Тем временем во Фракании было неспокойно, революция рушила жизнь, проливая море крови, перемешивая слои населения, точно песок на пляже, нижних кидая вверх, верхних опуская на самое дно. Возвращаться было некуда, и мать Шонража осталась в Лорании. Здесь они жили на подачки родных мужа, которых едва хватало, чтобы снимать жилье и не умереть с голода.
Когда Шонраж подрос, талантливого и симпатичного мальчика заметили, удостоив стипендии городского правления, открывшей перед ним двери лучшей гимназии города. Учителя прочили ему блестящее будущее, и когда Фракания отмылась от кровавых пятен расправ и стало возможным вернуться на родину матери, они решили остаться в империи.
Шонраж поступил в святое святых — Императорскую академию, давшую стране многих блестящих полководцев, политиков и финансистов. За заслуги в учебе он, единственный на курсе, был удостоен Звезды Отечества. И выпускной Шон проводил, будучи зачисленным в департамент министерства иностранных дел. В совершенстве владея фраканским и лоранским, не было ничего удивительным в том, что он выбрал департамент своей второй родины.
Предательство отца, как ни странно, не озлобило Шонража. Когда они познакомились, Леон был ошеломлен взрывным буйством, энтузиазмом и фонтаном чистого юмора, под именем Шонраж. Тот был первым в учебе, первым на вечеринках и первым идейным вдохновителем шуток и пакостей, учиняемых над преподавателями и студентами. А чего стоило абсолютное лидерство в любовных победах?
На свое полное совершеннолетие в двадцать один год Шонраж, к удивлению многих, отказался от фамилии отца, взяв фамилию матери. А как он спускал с лестницы отца, пришедшего поздравить сына со звездой, Леон видел сам. И слышал непривычно злое: «Поздно спохватились, батюшка. Сын не нужен был? А теперь ты ему сам не сдался». Тогда они здорово напились, до беспамятства.
Шонраж, поставив ладони домиком, изучал Леона внимательным взглядом, потом встрепенулся. Вышел из кабинета, вернувшись с бутылкой в руках.
— У меня тут бутылка «Солнечного ветра» завалялась, не изволишь?
Леон изволил бы, да еще и с удовольствием, но часы показывали девять утра.
— Совсем офраканился, — укоризненно заметил он, — с утра вино лакать.
— Ну прости, — примирительно поднял ладонь Шон, — хотел проверить, ты ко мне просто так или по серьезному делу.
Бутылку он не убрал, оставив темное стекло искушающе сигналить солнечным зайчиком в левый глаз. Леон посмотрел-посмотрел на это безобразие — вспомнилась ночь в дороге, вторая подряд — и махнул рукой на принципы:
— Наливай.
Шонраж вскинул брови, но говорить ничего не стал, достал два чистых бокала из шкафа, ловко открыл бутылку и разлил рубиновую жидкость.
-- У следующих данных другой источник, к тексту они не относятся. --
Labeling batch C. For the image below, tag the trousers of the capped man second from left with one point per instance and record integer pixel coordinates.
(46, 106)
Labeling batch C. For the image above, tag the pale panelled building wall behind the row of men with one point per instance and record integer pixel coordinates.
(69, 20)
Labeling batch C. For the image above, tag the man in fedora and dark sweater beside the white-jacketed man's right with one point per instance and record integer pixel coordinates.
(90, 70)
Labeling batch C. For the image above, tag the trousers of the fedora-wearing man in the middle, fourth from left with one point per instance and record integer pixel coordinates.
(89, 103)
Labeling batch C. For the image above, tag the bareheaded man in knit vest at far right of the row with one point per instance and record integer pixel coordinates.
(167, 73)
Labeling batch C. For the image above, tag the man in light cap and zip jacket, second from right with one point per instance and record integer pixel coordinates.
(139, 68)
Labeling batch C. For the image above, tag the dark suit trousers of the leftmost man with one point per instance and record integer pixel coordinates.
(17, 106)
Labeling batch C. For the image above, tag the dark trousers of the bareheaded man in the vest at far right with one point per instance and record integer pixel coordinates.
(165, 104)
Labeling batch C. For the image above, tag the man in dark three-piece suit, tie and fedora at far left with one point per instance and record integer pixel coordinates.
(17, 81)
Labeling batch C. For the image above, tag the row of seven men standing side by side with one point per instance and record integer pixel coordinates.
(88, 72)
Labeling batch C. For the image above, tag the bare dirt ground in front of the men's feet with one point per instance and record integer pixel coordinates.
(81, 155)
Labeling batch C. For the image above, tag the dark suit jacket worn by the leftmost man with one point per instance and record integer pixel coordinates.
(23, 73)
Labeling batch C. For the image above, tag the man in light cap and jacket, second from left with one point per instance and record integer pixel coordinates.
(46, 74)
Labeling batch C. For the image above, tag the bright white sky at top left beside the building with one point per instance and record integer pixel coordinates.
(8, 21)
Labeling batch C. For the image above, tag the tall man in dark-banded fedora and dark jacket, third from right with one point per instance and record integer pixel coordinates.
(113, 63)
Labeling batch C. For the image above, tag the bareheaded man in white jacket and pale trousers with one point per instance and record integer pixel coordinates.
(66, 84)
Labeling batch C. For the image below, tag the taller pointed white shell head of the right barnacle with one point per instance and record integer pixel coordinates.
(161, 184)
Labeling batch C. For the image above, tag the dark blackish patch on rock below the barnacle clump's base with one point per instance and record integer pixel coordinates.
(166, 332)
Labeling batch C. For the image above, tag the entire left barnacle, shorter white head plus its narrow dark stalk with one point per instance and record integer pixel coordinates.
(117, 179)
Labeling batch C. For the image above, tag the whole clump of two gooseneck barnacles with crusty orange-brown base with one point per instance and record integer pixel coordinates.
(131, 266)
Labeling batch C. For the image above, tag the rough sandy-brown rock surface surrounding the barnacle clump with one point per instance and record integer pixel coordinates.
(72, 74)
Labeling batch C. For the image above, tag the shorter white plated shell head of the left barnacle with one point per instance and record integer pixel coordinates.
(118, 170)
— А я, брат, женюсь, — объявил Леон, залпом опрокидывая в себя бокал.
Шонраж сделал глоток, задумчиво покрутил бокал в руке и поставил на стол.
— Если тебе оседлали Даргмейры, прости, при всем моем уважении, я не настолько пал, чтобы устраивать убийство хорошенькой женщины, пусть она и дочь бездны во плоти. Впрочем, я знаю парочку не столь принципиальных ребят.
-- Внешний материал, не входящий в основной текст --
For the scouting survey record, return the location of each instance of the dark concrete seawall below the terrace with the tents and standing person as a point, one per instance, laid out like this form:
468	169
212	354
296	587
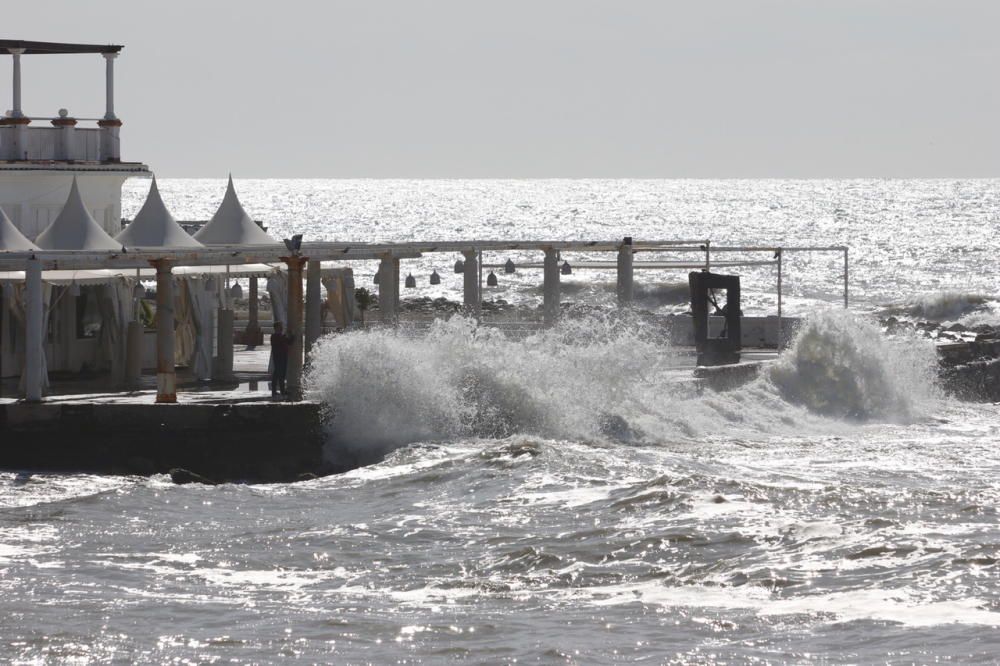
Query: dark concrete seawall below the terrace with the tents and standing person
254	442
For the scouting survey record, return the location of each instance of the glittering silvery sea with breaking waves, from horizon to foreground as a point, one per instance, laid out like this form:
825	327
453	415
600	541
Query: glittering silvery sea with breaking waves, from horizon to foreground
570	496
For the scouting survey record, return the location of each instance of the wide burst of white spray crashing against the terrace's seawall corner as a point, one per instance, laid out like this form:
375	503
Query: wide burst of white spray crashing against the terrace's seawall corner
388	388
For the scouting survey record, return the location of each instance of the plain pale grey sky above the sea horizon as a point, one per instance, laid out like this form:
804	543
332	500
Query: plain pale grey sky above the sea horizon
531	88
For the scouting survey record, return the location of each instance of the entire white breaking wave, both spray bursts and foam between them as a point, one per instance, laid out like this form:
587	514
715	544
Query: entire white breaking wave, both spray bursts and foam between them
613	379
— Спасибо, брат, но я не настолько отчаялся, чтобы просить тебя об этом. А ребята есть и у меня самого.
— Значит, дело не в Роалине?
Леон поморщился. Последнее время имя этой женщины вызывало у него привкус плесени во рту.
— Частично, — признался он, — и ты прав, я сглупил, связавшись с Роалиной, но женюсь на другой. Средняя Ковенберхов, Шанталь.
— Шанталь, — наморщив лоб, вспоминал Шон, — фея воздуха, чьи волосы, точно нити янтаря, кожа нежнее персика, а глаза — расплавленный шоколад. Прекрасная девушка. Огранить — будет настоящий бриллиант. Поздравляю с отличным выбором, друг.
Леон слушал, не совсем улавливая смысл. Фея… надо же. Кожа — персик… Самая обычная, здоровая кожа. Волосы — янтарь… Нет, Шанталь не рыжая. Волосы у нее каштановые, на солнце вспыхивающие золотом. Глаза темно-коричневые, но можно и с шоколадом сравнить.
Надо бы взять на вооружение эти фраканские штучки, решил он, не зря от них женщины млеют. А что касается огранки, этим он займется в первую очередь, чтобы сидеть не могла, не то что бегать.
— Но я все еще не улавливаю суть дела.
«Если он сейчас отпустит шутку со свечой, в морду дам», — подумал Леон, протягивая пустой бокал. Разговор под алкоголь шел легче.